[Sca-cooks] Oranges from Isabella
t.d.decker at worldnet.att.net
Sat Mar 29 17:20:58 PDT 2008
Interesting, Cassell's shows "die Limone" and "die Zitrone" as citron or
lemon, "su:sse Limone" as lime, "saure Limone" as lemon, and "Limone,
Limelle, Limette, and Zitronelle" all being used for lime at some point.
>As for preserved/salted lemons, they are called for in a few
>SCA-period Arabic-language recipes.
Rumpolt also calls for salted lemon "gesaltzenen Limonien" in recipes.
Modernly "Limonien" means lime, and "Zitrone" means lemon. There are also
mentions of "Zitron" and "Cytronen", but there are many more mentions of
Limonien than Zitron. I think that Limonien means lemon and zitron means
citron, but it's not entirely clear.
There also seems to be a difference between sweet lemons and sour ones.

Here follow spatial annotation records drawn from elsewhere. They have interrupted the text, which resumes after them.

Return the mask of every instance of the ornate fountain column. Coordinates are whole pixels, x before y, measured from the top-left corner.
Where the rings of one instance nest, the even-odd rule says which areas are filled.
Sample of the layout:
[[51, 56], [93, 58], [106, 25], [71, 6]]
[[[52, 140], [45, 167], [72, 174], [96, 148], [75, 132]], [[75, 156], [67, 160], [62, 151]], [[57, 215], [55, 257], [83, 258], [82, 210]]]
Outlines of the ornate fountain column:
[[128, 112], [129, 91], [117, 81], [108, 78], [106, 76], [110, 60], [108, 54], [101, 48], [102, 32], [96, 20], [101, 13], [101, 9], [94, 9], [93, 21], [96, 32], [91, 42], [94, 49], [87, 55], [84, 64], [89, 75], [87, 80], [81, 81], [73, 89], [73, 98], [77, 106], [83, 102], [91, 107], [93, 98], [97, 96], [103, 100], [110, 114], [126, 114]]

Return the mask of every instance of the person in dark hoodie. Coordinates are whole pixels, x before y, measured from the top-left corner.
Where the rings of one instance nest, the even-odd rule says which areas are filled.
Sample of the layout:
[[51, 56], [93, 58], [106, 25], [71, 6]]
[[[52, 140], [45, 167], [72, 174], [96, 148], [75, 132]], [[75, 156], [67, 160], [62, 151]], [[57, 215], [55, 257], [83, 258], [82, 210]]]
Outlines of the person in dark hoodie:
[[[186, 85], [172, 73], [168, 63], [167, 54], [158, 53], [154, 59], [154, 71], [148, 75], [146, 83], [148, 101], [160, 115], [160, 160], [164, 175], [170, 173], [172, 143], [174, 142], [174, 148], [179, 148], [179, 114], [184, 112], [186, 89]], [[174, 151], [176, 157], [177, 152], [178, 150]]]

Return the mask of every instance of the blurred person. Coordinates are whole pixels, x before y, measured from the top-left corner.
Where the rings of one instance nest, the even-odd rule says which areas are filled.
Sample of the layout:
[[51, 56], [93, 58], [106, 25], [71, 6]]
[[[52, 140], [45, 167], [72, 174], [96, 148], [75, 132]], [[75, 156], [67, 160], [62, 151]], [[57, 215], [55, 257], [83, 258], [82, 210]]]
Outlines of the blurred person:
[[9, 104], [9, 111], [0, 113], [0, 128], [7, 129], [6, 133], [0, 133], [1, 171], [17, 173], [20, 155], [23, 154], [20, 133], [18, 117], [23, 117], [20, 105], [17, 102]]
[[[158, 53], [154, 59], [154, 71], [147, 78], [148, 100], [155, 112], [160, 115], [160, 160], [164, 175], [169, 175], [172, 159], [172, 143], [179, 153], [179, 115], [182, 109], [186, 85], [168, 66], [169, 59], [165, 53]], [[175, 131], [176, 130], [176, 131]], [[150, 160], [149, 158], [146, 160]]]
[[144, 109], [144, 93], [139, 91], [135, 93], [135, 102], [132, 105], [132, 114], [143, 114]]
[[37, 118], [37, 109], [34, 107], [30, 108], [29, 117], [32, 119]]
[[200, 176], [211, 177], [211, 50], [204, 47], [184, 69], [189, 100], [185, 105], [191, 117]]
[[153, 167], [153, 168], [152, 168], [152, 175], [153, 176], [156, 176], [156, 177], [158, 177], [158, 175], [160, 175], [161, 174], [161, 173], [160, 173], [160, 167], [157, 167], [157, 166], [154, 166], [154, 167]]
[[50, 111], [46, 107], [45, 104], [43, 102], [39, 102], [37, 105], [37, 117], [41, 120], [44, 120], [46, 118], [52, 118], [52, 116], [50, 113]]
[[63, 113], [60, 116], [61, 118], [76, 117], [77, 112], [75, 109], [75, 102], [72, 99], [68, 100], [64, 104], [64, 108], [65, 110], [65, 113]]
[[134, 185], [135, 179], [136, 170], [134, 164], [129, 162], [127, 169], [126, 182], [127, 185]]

"Saur Limonien" could mean lime.
One menu has these subtleties, with an apparent visible difference between
"Limonien" and "Sour Limonien".
Cytronen von Mandeln gemacht.
Limonien von Mandeln gemacht.
Pomerantzen von Mandeln gemacht.
Saur Limonien von Mandeln gemacht.
And another menu:
Eyngemachte grüne saur Limonien.
"Pomerantzen" are Seville oranges, and are mentioned quite often too.